You will set the input constant voltage regulator output for a single cell. This is to compensate for the forward voltage drop accompanied by the diode. Then, you need to adjust this value to 4.2 x 3 + 0.6 = 13.2 V for three cells in a series configuration.
The battery connects across the shown position, ensuring that its constant charging rate can pull power from the voltage regulator.

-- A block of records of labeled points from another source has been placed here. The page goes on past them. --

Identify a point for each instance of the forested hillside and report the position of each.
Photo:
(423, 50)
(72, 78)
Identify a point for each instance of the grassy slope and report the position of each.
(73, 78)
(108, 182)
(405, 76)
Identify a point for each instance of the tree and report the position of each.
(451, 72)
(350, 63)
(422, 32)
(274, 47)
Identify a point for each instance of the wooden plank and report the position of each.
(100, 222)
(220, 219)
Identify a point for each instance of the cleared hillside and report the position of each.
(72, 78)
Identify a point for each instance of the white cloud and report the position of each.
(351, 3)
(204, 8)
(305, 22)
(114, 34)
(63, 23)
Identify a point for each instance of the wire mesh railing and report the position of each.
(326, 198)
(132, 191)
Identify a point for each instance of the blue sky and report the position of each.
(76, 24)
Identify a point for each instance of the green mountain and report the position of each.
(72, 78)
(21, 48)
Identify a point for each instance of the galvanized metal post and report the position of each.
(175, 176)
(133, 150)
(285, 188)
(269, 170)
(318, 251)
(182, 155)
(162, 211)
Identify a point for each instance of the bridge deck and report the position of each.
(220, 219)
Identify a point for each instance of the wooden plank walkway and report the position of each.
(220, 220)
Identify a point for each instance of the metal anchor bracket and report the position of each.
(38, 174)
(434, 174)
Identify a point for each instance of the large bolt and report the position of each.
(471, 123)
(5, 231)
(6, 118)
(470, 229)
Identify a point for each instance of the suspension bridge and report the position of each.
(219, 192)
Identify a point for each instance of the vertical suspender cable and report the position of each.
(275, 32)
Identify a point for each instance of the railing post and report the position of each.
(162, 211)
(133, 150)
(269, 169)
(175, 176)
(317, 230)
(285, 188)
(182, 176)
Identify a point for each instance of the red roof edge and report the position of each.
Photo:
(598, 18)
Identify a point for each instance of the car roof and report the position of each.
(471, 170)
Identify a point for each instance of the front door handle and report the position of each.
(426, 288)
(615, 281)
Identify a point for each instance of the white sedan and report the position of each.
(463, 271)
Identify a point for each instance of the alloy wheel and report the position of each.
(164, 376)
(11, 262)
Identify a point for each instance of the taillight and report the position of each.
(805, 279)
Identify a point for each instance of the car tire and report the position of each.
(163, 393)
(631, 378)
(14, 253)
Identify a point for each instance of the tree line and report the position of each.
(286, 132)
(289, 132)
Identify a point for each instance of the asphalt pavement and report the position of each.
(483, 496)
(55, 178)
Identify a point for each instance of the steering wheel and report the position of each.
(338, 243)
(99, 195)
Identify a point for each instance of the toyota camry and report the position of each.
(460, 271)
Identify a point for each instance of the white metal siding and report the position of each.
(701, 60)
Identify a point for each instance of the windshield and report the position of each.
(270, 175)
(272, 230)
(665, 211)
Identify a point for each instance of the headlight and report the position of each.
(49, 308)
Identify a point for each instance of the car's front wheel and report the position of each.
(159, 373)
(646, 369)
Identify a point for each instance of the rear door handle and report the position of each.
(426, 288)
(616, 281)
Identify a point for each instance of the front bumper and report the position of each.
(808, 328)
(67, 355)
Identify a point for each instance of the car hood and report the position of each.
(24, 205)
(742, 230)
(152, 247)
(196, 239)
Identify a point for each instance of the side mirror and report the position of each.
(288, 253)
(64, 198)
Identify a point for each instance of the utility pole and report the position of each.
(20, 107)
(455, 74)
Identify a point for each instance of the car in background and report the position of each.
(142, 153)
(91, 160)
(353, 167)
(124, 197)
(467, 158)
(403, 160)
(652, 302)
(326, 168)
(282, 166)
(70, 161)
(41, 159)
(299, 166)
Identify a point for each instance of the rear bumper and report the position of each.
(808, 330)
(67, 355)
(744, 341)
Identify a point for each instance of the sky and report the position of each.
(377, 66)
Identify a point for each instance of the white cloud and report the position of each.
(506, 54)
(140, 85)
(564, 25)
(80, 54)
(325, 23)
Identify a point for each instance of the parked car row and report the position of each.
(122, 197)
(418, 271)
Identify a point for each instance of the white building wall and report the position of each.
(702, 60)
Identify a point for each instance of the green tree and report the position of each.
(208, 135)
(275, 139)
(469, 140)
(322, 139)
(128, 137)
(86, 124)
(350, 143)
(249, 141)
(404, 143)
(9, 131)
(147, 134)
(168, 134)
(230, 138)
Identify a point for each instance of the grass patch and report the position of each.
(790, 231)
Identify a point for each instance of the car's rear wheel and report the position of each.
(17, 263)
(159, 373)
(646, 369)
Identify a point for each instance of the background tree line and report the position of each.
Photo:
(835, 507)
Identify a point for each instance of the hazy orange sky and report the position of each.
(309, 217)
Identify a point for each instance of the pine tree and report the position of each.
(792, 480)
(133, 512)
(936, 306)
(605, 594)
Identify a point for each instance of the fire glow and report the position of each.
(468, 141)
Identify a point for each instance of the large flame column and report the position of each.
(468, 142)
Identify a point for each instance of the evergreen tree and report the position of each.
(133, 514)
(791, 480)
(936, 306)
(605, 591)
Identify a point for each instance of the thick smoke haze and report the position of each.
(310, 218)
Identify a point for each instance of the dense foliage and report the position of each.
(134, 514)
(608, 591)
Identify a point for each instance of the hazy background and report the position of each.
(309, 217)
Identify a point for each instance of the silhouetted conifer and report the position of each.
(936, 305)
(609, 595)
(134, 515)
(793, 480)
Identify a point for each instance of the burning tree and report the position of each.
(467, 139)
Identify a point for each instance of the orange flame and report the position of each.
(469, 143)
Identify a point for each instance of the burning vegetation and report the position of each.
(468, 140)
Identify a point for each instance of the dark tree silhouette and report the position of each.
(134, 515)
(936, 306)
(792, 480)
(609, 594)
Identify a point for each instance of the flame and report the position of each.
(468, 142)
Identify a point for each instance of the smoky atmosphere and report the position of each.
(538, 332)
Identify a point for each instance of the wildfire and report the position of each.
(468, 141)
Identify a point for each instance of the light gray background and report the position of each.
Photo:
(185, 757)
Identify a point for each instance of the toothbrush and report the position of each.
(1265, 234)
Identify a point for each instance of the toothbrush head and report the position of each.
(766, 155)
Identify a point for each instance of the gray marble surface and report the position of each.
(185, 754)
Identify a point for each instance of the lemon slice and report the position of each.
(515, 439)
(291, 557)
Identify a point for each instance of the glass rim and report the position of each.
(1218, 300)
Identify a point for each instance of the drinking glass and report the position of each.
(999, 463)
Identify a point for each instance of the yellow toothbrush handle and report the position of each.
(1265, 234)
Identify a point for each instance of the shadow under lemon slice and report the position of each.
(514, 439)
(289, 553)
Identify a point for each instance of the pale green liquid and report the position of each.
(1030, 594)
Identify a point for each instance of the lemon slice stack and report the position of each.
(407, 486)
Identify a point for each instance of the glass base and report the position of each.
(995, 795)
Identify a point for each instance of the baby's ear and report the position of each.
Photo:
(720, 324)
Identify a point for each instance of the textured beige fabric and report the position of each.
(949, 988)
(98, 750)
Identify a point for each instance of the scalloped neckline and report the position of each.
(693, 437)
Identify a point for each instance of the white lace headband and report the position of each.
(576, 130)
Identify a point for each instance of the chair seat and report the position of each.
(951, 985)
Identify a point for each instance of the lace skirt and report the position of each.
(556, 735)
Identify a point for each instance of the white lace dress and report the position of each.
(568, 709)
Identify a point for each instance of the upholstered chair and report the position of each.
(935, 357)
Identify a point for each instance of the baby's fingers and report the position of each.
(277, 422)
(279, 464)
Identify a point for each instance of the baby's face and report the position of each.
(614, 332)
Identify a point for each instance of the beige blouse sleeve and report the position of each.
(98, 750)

If it were not connected, the battery would be in a discharged state, so it would remove the voltage regulator of the supply level to the battery's current constant voltage, let's say 3.6 V.
Since the pin3 of the operational amplifier is below the reference voltage level, the output of pin2, PIN6, or IC1 fixed to IC2 is very low.
In the process of accumulating its charge limit, the battery voltage level climbs until it reaches 4.2 V, which pulls pin3 of the AMP rating just above pin2 so that its output goes instantly high.
By pressing the above button, the indicator LED will turn on, switching on the Q1 2N222 transistor connected across the D2 pin of the LM 324.
After this happens, the pin of the LM 324 grounds itself, causing it to cut off its output supply to the lipo battery.
（Battery positive and negative）
In conclusion, you will use different LiPo batteries in applications where weight is a significant concern. Typical applications are radio-controlled model flights, RC toys, handheld critical devices, and more. However, they are not without their shortcomings. After completing a charge cycle once, they lose their ability to hold a charge.
As a result, your batteries will no longer be as strong after a few charges. They will provide you with less power. Generally, batteries have recharge cycles of about two years.